Рарагю - Лоти Пьер. Страница 8
Я пробуду здесь еще несколько дней у начальника, бывшего другом моего брата, пользуясь разрешением адмирала. Недостает только твоего присутствия, чтобы мое пребывание в Таравао было совсем приятным. Окрестности Папеэте не могут дать ни малейшего представления о том, что такое полуостров Таравао. Это мирный, тенистый, восхитительный уголок, поросший гигантскими померанцевыми деревьями, плоды и цветы которых усеивают землю, покрытую мягкой травой и мхом.
Под деревьями разбросаны хижины из лимонного дерева, где по-прежнему живут маори. Они, как всегда, гостеприимны — угощение в тени деревьев, жалобные звуки флейты, hymene, песни и пляски.
Я живу один в хижине, стоящей на сваях в море. Свесив голову с кровати, я вижу, как живет и волнуется подо мною этот особый мир, мир кораллового рифа.
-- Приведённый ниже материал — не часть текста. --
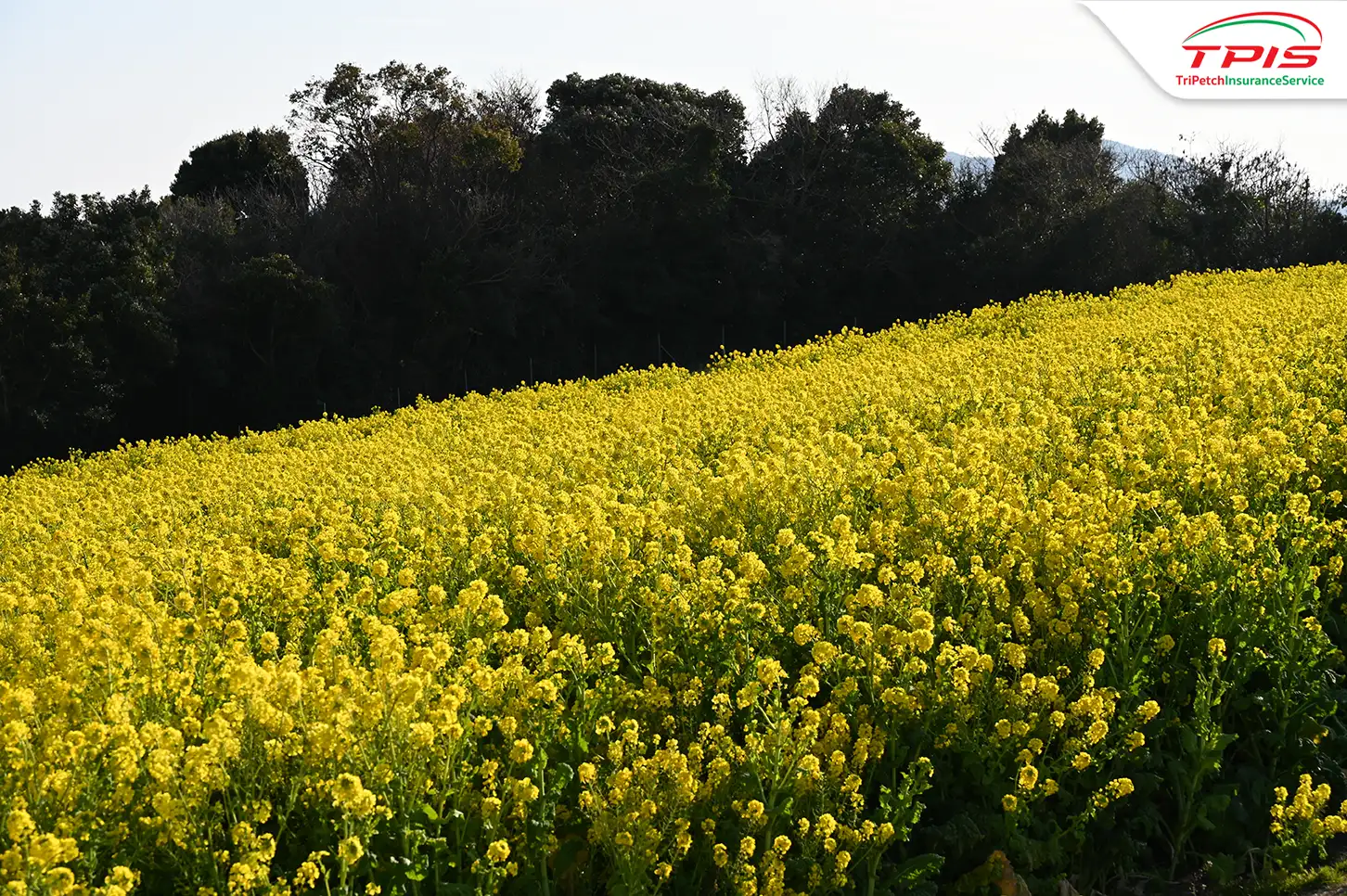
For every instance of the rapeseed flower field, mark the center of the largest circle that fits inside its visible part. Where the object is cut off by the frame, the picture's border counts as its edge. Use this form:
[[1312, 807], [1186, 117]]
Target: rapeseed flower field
[[1058, 582]]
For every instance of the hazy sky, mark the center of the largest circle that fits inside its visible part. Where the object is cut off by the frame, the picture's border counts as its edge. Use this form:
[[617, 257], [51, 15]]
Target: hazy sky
[[112, 96]]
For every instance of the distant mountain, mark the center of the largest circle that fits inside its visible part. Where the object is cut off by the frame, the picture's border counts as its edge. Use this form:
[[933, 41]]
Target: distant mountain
[[1132, 158]]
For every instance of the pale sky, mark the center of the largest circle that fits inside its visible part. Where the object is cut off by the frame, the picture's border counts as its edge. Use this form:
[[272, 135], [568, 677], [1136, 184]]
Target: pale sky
[[112, 96]]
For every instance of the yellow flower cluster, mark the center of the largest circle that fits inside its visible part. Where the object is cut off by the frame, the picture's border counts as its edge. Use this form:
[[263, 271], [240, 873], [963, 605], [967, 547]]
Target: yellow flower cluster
[[726, 624]]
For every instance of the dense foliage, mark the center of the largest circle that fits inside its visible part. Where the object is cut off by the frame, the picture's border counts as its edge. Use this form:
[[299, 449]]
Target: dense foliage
[[1058, 582], [411, 236]]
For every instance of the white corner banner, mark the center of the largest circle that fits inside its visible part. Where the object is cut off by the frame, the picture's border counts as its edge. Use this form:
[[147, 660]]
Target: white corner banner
[[1219, 50]]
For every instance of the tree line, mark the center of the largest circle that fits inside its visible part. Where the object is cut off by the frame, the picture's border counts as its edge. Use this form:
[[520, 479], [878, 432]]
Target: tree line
[[404, 235]]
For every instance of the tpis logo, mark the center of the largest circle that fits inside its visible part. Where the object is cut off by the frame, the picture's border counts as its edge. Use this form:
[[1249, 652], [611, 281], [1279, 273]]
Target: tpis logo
[[1255, 41]]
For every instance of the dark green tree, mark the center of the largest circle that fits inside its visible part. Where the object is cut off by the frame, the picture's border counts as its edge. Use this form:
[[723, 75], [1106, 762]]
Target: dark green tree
[[244, 167], [83, 325]]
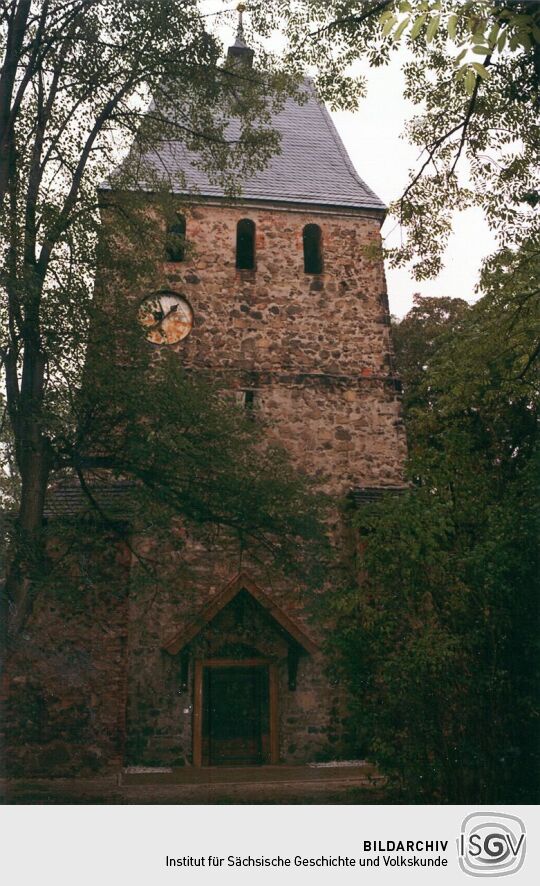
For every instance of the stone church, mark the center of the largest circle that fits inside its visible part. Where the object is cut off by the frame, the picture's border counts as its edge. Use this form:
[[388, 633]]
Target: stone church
[[280, 296]]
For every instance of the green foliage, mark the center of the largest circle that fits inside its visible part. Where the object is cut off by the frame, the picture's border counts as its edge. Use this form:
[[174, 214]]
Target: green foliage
[[438, 635], [473, 71]]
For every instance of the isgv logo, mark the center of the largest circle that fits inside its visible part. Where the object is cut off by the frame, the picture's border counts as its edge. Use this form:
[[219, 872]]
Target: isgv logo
[[491, 844]]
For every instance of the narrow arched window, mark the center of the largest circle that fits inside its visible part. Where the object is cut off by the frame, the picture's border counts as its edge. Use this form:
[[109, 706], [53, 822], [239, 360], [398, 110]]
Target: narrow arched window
[[245, 245], [175, 247], [313, 263]]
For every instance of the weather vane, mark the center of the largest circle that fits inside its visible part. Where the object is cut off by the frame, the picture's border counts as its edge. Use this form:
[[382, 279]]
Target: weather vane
[[240, 9]]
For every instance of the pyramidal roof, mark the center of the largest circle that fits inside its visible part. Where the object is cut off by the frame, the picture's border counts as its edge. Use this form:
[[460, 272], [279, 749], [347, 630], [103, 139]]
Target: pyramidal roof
[[313, 166]]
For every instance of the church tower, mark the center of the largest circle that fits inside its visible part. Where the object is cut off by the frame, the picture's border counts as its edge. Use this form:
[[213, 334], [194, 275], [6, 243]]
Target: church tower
[[283, 300]]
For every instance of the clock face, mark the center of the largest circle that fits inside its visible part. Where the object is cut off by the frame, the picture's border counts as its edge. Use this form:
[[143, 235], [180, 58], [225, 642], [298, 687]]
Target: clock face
[[166, 317]]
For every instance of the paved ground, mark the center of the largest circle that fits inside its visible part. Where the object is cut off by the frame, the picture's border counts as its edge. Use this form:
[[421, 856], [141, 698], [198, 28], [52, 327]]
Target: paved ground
[[215, 786]]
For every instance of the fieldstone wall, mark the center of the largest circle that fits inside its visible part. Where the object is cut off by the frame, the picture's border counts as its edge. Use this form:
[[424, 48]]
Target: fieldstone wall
[[67, 675], [95, 685], [315, 351]]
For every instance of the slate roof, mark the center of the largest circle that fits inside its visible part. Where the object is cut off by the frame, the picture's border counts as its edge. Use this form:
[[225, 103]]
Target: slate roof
[[313, 166]]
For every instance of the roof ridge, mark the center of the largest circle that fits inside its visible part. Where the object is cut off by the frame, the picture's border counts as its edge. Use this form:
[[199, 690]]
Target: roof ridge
[[341, 147]]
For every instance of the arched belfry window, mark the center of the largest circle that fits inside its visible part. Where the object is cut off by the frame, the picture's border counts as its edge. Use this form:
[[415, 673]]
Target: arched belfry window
[[313, 263], [176, 239], [245, 245]]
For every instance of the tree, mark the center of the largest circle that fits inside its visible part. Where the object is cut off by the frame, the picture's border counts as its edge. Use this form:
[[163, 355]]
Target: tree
[[75, 83], [438, 635], [473, 69]]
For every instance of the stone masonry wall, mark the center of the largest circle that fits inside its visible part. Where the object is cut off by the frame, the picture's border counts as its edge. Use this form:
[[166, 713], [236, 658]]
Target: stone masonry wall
[[315, 351]]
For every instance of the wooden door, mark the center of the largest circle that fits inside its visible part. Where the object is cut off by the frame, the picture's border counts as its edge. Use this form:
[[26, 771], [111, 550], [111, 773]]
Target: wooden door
[[235, 722]]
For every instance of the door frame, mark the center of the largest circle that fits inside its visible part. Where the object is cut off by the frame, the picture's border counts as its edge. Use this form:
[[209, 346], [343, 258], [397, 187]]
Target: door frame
[[273, 710]]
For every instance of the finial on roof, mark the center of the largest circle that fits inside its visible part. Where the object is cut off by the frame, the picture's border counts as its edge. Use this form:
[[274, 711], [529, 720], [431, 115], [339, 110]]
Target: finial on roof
[[240, 51]]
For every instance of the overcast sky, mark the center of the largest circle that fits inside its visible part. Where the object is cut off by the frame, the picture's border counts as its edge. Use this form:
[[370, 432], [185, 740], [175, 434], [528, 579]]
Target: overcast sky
[[372, 136]]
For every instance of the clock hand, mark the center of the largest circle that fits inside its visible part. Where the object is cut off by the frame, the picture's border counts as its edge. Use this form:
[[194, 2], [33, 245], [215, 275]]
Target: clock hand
[[159, 322]]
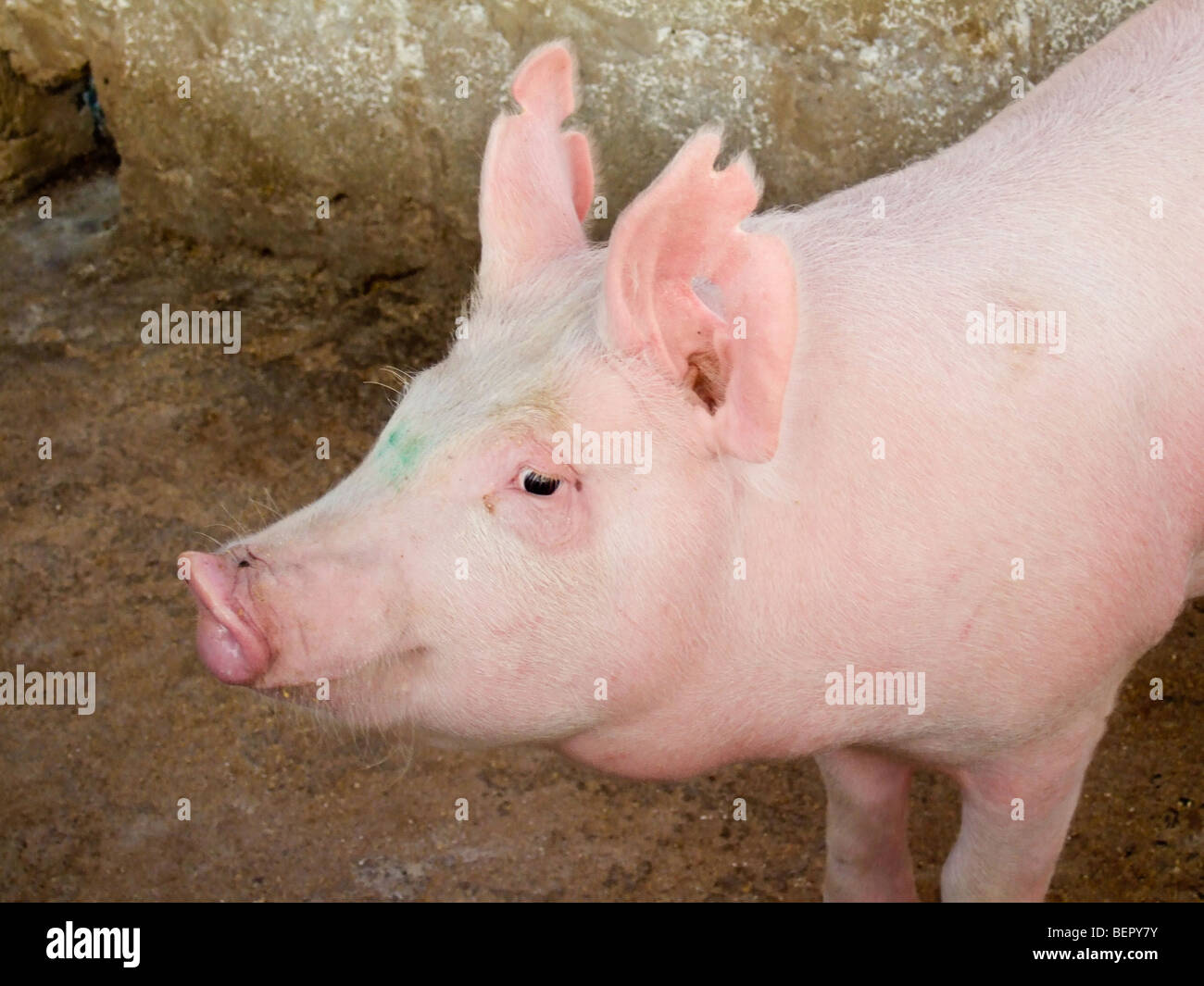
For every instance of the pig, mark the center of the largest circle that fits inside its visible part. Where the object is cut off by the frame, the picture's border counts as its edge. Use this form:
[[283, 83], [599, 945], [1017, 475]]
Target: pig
[[922, 473]]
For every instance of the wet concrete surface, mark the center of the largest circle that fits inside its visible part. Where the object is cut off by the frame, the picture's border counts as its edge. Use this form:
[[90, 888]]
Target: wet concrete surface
[[157, 447]]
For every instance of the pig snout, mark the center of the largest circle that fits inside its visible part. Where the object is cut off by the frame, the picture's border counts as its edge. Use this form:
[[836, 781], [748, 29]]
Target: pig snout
[[229, 643]]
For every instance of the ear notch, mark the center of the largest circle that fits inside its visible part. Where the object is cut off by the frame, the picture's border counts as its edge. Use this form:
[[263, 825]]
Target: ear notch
[[536, 181], [681, 239]]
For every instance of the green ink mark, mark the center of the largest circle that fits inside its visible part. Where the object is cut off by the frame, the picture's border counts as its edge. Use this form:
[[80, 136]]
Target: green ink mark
[[400, 452]]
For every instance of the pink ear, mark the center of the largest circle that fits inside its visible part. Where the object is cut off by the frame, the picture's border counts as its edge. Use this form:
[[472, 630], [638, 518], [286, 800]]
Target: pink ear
[[536, 182], [682, 231]]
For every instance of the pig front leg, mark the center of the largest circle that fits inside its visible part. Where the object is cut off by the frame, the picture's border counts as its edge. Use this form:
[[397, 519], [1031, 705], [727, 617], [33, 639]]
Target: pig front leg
[[1015, 814], [867, 803]]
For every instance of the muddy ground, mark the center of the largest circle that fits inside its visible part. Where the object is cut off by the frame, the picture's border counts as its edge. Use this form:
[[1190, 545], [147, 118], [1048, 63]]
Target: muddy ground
[[156, 447]]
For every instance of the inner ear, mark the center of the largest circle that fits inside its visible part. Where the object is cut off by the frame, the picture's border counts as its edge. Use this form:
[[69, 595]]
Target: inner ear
[[705, 371], [705, 377]]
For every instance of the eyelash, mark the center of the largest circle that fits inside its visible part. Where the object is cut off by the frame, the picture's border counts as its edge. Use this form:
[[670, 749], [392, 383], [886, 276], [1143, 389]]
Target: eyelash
[[529, 478]]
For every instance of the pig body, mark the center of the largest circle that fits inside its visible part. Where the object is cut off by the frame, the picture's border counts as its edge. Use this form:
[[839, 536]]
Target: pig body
[[863, 483]]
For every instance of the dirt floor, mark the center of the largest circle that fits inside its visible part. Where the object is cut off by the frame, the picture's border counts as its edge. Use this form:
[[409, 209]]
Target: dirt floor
[[153, 447]]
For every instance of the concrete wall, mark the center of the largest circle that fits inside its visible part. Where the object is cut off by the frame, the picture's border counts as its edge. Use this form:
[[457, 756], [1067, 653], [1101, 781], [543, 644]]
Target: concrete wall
[[357, 100]]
Среди белых и розовых причудливо переплетенных ветвей плавают тысячи маленьких рыбок, ярких, как драгоценные камни или колибри, — красных, зеленых, голубых — и еще много других радужных существ, совершенно непохожих на рыб. Днем, в часы сиесты, в минуты размышлений, я невольно любуюсь этим подводным мирком, неизвестным даже натуралистам.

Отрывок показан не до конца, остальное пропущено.